Since then, I have struggled with you. I’ve either eaten too much or not enough, in a continuous cycle of binging and restricting. There have been countless occasions where I’ve cried because the only activity that I wanted to do was eat, but it was against my rules. I spent my teenage years formulating these rules, segregating food groups into “good” or “bad,” forever feeling like a failure after eating a single slice of white bread. You were consistently on my mind, sometimes at the front, seldom at the back nevertheless, always there. I used to go without lunch at school, in turn spending my lunch money on a bounty of sugary foods, waiting until I was in the comfort of my room to feast upon them. I’d be riddled with embarrassment as I paid the cashier for my mass of sweets, always sure that her eyes were boring into me, aware of the binge that I was about to encounter. When I got home, I would scour the kitchen, hunting for mountains of chocolate bars and crisps to hide within my pockets. I’d camp in my bedroom, gorging on my snacks while my stomach would cry out, crippled with pain. No matter how sick I felt, I would profusely eat until I was surrounded by empty wrappers and shame. The next day, guilt would rain upon me, and so I would vow to restrict my eating. I’d angrily tell myself that I wasn’t allowed to eat all day and I’d promise to comply while secretly praying that I would never have to eat again. Yet as the day nodded to a close, I’d give in, filling my evening with more binging, continuously promising myself that I would do better tomorrow.
This cycle of abusing you persisted for years. Even now, at the age of 21, I still struggle at times. Thankfully, though, I’m getting so much better. I’m learning to have both a loving and appreciative relationship with you, one that allows me to feel a mixture of both joy and freedom. I’ve finally understood that you can be either my best friend or my enemy and that it entirely depends on the way that I treat and view you. Ultimately, I’m learning to treat you with love and care, expressing appreciation to you in all of your forms. I eat you in a way that fuels and fulfills me, allowing me to live and curate my life in a way that feels wholesome. I enjoy every part of you now—both the complex and most simplistic, the bits that are saturated and unsaturated with love, the highs and the lows. Alas, I’m discovering a balance with you that enables me to appreciate all that you have to offer without being riddled with guilt and worry if I eat ‘too much’.

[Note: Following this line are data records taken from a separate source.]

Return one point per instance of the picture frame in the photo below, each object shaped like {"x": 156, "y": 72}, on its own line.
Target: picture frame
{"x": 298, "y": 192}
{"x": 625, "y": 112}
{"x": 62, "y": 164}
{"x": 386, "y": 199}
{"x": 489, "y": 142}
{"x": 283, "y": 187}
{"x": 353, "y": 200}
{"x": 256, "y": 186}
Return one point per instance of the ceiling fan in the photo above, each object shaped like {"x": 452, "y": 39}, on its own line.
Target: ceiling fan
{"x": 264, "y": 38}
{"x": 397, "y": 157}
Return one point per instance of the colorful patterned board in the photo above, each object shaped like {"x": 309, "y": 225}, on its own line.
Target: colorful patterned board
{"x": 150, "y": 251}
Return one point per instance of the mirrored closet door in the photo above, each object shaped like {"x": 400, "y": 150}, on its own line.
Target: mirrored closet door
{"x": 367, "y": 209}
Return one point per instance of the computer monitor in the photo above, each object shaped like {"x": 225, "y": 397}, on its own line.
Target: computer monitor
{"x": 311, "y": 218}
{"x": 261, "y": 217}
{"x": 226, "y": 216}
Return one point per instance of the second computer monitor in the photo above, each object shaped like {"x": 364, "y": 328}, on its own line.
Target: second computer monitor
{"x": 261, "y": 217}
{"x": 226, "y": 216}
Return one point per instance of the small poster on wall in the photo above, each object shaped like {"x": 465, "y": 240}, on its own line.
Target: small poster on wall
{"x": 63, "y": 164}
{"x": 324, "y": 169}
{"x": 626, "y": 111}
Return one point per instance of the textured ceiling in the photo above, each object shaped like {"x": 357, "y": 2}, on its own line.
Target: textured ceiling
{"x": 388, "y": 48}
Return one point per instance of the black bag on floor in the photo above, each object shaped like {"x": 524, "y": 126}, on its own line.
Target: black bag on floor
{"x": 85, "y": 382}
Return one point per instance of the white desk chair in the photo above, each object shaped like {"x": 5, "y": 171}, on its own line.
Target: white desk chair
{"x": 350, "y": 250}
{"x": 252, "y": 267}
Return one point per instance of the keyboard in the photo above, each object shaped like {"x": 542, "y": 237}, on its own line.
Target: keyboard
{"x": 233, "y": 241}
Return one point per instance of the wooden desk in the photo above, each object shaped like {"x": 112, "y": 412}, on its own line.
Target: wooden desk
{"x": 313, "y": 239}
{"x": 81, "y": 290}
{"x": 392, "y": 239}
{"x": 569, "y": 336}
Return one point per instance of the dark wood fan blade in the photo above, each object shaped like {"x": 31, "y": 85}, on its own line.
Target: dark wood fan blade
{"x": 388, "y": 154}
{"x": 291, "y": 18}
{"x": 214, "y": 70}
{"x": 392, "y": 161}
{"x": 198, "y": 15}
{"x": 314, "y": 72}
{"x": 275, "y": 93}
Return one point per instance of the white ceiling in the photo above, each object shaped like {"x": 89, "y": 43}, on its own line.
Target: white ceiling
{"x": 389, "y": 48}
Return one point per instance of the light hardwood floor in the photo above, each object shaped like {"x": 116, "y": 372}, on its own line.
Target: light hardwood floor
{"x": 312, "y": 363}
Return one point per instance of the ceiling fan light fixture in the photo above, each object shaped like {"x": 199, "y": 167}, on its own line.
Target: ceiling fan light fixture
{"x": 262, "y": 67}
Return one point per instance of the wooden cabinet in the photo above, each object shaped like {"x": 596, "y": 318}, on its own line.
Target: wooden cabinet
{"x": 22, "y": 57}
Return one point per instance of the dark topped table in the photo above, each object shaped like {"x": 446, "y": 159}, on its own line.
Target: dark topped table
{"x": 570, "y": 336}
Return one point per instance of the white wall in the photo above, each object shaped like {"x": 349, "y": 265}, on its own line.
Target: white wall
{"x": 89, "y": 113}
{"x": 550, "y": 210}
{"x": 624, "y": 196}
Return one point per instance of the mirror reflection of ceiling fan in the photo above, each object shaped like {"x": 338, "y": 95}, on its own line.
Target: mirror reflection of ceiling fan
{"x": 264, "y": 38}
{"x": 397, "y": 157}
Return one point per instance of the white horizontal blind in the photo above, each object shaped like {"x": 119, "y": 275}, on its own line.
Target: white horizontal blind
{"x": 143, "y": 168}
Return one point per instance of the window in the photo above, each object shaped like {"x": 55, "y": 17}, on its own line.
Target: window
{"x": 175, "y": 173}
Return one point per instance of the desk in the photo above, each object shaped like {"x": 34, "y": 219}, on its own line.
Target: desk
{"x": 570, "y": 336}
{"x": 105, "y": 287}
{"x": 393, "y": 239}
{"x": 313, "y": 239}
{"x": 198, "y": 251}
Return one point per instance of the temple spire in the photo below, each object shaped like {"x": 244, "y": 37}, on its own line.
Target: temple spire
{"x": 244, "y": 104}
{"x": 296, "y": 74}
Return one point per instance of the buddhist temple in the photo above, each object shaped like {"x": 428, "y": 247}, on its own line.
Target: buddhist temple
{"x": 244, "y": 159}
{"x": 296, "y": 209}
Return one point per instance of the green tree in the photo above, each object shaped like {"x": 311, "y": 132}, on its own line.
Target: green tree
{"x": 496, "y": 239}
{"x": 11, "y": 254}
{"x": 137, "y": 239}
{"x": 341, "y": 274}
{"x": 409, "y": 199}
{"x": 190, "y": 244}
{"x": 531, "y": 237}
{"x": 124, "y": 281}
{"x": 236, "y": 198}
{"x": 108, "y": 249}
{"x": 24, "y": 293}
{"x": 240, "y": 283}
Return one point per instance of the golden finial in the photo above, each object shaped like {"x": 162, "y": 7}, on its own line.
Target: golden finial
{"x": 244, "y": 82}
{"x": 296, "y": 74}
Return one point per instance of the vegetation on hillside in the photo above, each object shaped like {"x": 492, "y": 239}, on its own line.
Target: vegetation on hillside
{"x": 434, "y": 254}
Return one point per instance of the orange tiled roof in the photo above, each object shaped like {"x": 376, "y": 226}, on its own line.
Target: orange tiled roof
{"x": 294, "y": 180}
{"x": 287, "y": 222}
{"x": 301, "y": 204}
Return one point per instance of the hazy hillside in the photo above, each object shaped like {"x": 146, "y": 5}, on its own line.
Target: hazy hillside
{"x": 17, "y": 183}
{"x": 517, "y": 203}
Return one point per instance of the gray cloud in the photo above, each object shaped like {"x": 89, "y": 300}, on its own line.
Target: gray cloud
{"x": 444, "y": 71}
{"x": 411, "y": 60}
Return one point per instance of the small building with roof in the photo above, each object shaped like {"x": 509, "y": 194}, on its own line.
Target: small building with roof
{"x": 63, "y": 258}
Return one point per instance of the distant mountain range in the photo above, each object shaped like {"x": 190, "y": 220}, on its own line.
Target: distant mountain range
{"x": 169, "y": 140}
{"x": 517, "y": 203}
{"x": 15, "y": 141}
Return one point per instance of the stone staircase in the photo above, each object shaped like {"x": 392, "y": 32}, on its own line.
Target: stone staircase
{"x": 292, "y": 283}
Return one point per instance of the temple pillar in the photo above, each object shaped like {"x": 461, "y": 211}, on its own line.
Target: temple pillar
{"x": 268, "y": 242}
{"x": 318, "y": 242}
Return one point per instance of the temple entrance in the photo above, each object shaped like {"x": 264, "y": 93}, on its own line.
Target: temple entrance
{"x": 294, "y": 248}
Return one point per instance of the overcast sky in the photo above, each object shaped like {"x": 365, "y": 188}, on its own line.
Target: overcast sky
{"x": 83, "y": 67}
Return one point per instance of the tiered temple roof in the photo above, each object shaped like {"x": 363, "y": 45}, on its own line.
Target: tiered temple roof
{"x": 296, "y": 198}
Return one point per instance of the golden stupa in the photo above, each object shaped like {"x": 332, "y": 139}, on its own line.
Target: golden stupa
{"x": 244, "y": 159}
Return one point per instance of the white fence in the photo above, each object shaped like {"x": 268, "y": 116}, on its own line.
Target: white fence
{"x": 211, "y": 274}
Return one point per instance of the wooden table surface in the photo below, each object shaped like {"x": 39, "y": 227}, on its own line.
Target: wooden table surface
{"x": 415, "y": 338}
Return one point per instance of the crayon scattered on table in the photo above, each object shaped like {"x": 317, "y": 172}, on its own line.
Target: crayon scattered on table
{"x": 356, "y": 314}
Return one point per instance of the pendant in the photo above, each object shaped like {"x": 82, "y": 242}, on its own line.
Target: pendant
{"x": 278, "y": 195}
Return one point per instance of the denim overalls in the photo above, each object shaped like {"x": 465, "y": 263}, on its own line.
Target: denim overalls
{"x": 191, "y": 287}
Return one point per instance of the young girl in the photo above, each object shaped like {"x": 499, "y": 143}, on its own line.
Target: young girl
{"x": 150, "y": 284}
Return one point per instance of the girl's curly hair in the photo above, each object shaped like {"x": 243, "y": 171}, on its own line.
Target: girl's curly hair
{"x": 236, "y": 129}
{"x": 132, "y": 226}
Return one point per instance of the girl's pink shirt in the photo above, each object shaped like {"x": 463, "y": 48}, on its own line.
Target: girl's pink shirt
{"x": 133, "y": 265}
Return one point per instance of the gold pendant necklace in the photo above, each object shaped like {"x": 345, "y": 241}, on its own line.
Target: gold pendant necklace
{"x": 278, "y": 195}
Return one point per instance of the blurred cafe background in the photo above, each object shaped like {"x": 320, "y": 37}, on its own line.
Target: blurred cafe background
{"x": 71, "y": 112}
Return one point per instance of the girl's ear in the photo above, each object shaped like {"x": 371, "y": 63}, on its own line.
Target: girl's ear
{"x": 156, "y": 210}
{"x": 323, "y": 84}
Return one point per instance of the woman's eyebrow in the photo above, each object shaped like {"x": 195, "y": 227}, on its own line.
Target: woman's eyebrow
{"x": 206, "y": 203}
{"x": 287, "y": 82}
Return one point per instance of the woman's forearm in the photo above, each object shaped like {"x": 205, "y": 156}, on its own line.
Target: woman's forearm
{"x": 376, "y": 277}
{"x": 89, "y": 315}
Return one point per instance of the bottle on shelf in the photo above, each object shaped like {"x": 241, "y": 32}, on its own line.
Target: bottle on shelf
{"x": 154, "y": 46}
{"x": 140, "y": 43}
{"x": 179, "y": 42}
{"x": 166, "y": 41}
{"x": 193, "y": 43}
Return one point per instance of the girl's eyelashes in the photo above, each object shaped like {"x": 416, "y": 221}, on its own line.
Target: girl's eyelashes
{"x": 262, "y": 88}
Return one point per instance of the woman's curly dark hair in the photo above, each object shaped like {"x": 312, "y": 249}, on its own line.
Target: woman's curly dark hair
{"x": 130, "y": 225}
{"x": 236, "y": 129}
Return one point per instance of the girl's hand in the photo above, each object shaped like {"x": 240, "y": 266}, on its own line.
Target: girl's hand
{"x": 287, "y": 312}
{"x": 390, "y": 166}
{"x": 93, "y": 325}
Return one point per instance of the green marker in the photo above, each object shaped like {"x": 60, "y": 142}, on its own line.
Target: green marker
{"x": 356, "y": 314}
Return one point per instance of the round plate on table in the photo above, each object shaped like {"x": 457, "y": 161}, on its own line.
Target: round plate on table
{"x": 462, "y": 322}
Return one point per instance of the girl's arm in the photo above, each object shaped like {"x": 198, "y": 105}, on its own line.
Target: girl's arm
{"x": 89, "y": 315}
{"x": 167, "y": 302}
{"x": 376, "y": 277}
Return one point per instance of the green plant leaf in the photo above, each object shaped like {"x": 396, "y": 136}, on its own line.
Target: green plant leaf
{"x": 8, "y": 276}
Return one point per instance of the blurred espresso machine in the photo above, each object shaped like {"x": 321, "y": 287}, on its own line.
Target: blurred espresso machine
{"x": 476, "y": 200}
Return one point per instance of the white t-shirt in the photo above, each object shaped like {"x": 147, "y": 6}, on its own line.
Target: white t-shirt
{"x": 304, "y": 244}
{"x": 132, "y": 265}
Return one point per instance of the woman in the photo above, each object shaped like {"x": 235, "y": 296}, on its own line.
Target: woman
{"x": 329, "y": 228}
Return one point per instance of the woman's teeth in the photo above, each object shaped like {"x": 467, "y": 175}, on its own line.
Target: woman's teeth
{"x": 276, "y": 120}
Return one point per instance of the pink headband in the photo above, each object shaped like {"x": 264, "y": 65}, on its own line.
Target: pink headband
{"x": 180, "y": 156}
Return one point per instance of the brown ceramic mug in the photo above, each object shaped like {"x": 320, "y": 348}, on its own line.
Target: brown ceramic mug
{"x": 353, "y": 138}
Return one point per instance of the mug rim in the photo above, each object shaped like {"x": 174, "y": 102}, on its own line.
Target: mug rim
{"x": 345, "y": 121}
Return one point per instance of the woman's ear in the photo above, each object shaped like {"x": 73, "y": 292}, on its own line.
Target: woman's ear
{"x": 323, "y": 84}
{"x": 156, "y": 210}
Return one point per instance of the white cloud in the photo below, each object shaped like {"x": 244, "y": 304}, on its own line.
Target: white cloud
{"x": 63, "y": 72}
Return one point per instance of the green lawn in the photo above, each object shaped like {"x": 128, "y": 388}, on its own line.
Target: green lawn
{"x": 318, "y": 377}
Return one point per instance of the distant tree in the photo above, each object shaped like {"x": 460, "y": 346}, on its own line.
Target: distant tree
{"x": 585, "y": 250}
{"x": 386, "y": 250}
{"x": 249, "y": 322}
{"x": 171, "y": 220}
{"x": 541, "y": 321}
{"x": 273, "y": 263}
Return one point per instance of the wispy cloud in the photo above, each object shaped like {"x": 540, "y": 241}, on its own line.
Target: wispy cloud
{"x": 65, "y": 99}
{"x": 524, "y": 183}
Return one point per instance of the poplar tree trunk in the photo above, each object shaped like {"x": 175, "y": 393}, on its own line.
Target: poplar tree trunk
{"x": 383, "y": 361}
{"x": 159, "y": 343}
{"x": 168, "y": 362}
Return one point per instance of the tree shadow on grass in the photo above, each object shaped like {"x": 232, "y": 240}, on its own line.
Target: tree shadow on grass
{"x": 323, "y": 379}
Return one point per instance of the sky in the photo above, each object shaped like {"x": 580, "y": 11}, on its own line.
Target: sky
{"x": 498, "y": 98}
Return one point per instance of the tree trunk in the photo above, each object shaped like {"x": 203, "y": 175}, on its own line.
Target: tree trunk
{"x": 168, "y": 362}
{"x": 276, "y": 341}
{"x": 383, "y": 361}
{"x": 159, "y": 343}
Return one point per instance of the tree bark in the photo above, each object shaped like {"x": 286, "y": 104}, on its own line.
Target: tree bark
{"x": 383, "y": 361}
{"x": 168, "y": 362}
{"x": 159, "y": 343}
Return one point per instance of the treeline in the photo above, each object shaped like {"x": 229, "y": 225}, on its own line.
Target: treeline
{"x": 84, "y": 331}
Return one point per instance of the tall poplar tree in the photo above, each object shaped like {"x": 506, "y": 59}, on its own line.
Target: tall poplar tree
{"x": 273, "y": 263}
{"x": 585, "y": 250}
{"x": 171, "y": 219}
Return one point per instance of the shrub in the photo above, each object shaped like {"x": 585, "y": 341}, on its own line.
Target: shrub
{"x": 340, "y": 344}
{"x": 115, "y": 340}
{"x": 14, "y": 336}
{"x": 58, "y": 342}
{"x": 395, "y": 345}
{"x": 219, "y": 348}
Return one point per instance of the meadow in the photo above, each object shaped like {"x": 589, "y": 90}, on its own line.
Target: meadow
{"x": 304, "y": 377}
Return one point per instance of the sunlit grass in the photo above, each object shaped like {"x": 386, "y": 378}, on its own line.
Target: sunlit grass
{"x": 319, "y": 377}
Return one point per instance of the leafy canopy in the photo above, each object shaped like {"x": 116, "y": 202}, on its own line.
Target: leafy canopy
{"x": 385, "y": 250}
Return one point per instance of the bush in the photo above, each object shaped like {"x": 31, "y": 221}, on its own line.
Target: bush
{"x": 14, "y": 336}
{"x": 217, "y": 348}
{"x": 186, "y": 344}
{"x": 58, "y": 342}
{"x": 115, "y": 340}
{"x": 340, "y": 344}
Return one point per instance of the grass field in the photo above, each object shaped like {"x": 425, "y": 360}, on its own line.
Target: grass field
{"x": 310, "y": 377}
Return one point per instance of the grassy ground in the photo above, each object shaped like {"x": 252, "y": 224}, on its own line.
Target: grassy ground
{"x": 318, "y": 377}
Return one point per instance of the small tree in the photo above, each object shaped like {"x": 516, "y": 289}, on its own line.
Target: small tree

To conclude, I want to express my gratitude. You were there for me throughout my teenage years, a time that I struggled with my heart and mind. Although our relationship was toxic, it was a relationship that provided me with comfort at a time that I needed it the most. I’m mostly sorry for the times that I beat you and taunted you with guilt and restrictiveness—all you ever wanted to do was provide me with nourishment. Most of all, I want to thank you for giving me the energy to live my life how I want to live it. Our relationship has gone from toxic to one that’s filled with gratitude, appreciation, and respect. You give me the power to be filled with enthusiasm and vitality. For this, I am beyond grateful. Finally, I have the energy to enjoy all of the enchanting adventures that this life has to offer. I know that you are the root cause for all of these things, so I thank you from the bottom of my heart.